エチュード〜さよなら、青い鳥〜
その時だった。クラウゼ教授の携帯電話が鳴った。
「噂をすれば…」
ため息をつきながら、クラウゼ教授はスピーカー機能にしてから電話を取った。
「ディアナ?マーシャを説得してくれたかい?」
英語で話しかけてきたのは、渋い男性の声だ。
「私が説得できると思うの?ヘンリー、自分でお願いしてみてよ。マーシャ、この会話聞いてるから」
クラウゼ教授も英語で返答する。
「…わかった。
マーシャ、一緒にやらないか?君以上に私の理想通りに弾けるピアニストはいないんだ」
「ハインリヒ、私はドイツ人よ」
英語で語りかけてきたヘンリーに、マーシャは冷たくドイツ語で返す。本当はマーシャも英語は堪能なのに、意地が悪い。
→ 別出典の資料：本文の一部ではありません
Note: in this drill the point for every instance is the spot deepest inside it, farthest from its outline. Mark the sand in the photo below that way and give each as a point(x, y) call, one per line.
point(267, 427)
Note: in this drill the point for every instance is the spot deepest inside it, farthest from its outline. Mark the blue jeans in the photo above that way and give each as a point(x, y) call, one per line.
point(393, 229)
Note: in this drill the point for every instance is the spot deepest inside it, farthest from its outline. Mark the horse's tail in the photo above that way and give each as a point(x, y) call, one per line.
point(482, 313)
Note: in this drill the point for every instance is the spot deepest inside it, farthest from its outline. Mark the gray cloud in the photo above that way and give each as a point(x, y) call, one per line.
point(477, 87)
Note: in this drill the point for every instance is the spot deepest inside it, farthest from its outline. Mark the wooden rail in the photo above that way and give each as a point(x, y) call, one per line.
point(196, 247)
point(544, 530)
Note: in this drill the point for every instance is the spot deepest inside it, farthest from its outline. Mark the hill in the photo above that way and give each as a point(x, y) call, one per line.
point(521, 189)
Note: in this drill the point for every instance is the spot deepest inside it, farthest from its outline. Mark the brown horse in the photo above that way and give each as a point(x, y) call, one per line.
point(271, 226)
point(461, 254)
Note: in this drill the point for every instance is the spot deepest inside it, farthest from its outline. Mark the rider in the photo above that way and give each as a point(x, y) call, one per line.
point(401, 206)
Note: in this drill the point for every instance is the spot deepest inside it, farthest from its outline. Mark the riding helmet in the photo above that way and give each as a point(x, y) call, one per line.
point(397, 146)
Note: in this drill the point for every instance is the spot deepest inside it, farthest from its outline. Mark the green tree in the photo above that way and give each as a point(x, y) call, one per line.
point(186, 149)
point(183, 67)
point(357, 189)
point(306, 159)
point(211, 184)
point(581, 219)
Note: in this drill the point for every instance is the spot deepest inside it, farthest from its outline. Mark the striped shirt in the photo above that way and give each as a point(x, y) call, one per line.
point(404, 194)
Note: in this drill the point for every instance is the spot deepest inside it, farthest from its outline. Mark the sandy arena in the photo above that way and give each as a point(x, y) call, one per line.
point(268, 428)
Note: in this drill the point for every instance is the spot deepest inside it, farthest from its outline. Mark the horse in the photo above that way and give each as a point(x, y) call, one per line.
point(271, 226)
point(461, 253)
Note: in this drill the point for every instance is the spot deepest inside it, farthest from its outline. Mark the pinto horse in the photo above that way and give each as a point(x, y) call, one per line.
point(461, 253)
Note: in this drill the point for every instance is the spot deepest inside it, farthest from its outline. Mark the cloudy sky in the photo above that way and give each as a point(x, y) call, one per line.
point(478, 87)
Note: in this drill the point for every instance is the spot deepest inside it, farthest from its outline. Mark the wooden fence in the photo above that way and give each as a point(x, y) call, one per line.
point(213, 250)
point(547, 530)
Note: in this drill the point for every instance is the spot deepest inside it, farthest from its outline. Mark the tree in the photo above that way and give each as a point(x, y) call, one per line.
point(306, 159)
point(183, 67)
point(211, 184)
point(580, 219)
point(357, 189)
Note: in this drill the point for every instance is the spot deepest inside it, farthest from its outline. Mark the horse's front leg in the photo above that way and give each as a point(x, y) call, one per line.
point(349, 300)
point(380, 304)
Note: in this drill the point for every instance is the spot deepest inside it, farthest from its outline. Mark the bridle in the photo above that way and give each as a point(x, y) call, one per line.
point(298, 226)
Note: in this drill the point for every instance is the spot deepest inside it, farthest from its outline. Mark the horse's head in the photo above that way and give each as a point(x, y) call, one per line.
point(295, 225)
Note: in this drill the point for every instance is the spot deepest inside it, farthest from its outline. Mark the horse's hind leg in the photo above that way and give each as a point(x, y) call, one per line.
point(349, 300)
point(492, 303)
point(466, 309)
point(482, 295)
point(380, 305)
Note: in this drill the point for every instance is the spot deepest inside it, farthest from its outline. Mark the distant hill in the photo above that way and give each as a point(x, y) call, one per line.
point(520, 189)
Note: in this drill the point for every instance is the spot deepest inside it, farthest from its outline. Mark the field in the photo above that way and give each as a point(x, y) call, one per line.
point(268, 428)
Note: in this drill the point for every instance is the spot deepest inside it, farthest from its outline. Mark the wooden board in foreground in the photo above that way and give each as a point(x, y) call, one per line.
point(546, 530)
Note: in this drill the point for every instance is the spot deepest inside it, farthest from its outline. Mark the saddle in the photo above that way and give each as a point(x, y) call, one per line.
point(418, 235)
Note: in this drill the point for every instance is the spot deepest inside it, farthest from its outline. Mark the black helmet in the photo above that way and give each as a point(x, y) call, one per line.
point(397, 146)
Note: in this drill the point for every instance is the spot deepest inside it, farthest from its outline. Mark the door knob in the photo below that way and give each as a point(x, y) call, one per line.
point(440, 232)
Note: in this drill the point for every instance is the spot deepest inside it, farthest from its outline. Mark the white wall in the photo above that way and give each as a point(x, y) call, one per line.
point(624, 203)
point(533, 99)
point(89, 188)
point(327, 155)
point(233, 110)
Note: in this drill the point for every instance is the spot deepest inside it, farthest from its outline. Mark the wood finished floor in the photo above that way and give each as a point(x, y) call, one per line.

「…今、私をその名前で呼ぶのは君だけだよ、マーシャ。懐かしいなぁ」
ヘンリーは、流暢なドイツ語で語りかけてきた。
英語読みでヘンリー・クラウスとして活躍する彼の名をドイツ語読みにすれば、ハインリヒ・クラウゼ。彼はマーシャの元夫にしてディアナ・クラウゼ教授の実の父だった。
彼は現在、日本の交響楽団の主席指揮者を務めている。今回招かれた演奏会も、日本での開催だった。